Answer
The maximum force that the floor exerts on the ball is 936 N
Work Step by Step
We first find the ball's speed just before it hits the floor:
$v^2 = v_0^2+2gy = 0+2gy$
$v = \sqrt{2gy}$
$v = \sqrt{(2)(9.80~m/s^2)(2.0~m)}$
$v = 6.26~m/s$
We then find the ball's speed just after it rebounds from the floor;
$v_0^2 = v^2-2gy = 0-2gy$
$v_0 = \sqrt{-2gy}$
$v_0 = \sqrt{-(2)(-9.80~m/s^2)(1.5~m)}$
$v_0 = 5.42~m/s$
We can find the magnitude of the impulse that the floor exerts on the ball.
$p_0+J=p_f$
$J = p_f-p_0$
$J = m~(v_f-v_0)$
$J = (0.20~kg)[5.42~m/s-(-6.26)]$
$J = 2.34~N~s$
The impulse is equal to the area under the force versus time graph.

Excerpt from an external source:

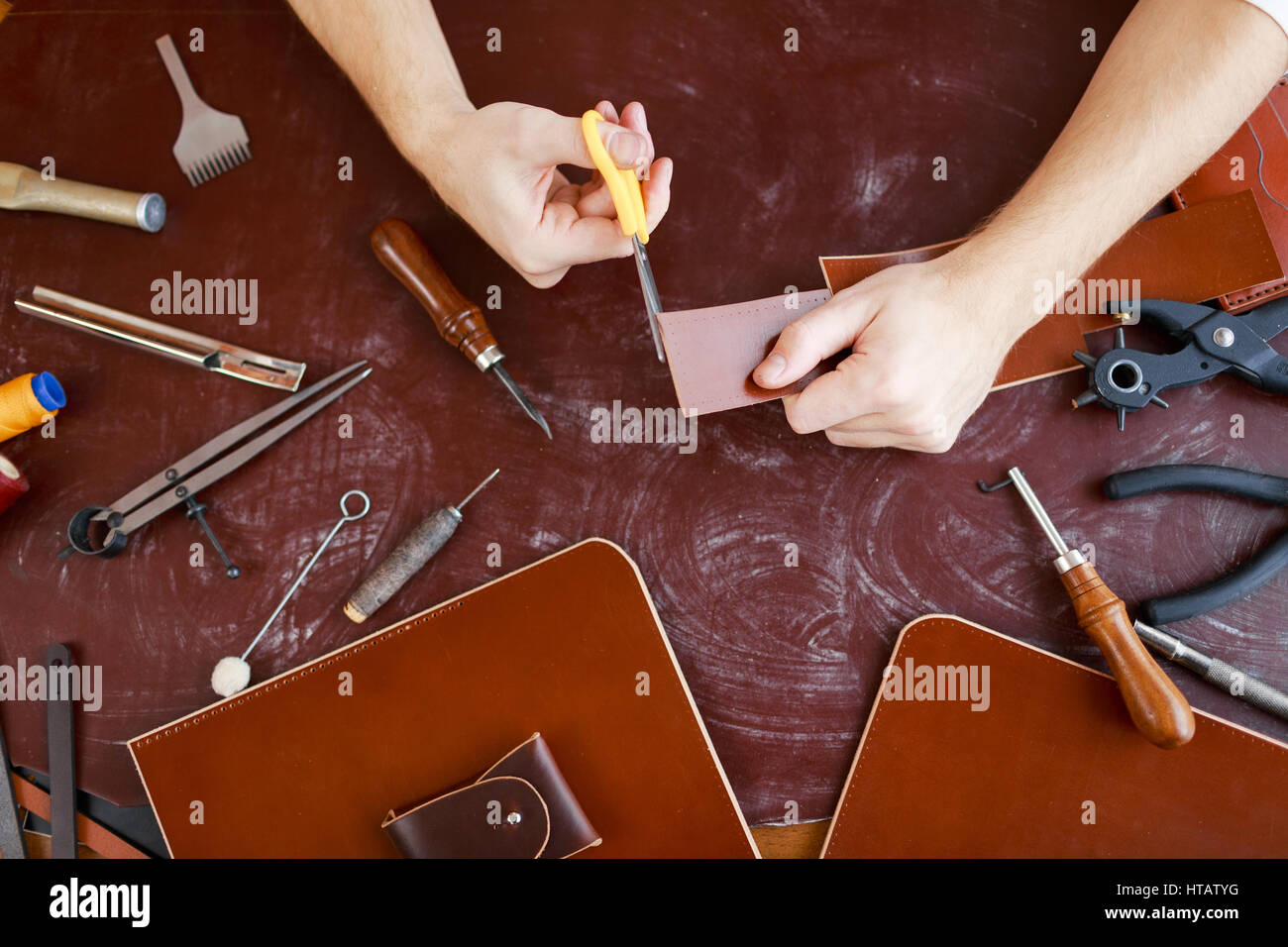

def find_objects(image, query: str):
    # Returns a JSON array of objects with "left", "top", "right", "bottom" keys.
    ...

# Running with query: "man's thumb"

We can use the impulse to find $F_{max}$.
$area = J$
$\frac{1}{2}F_{max}~t = J$
$F_{max} = \frac{2J}{t}$
$F_{max} = \frac{(2)(2.34~N~s)}{5\times 10^{-3}~s}$
$F_{max} = 936~N$
The maximum force that the floor exerts on the ball is 936 N.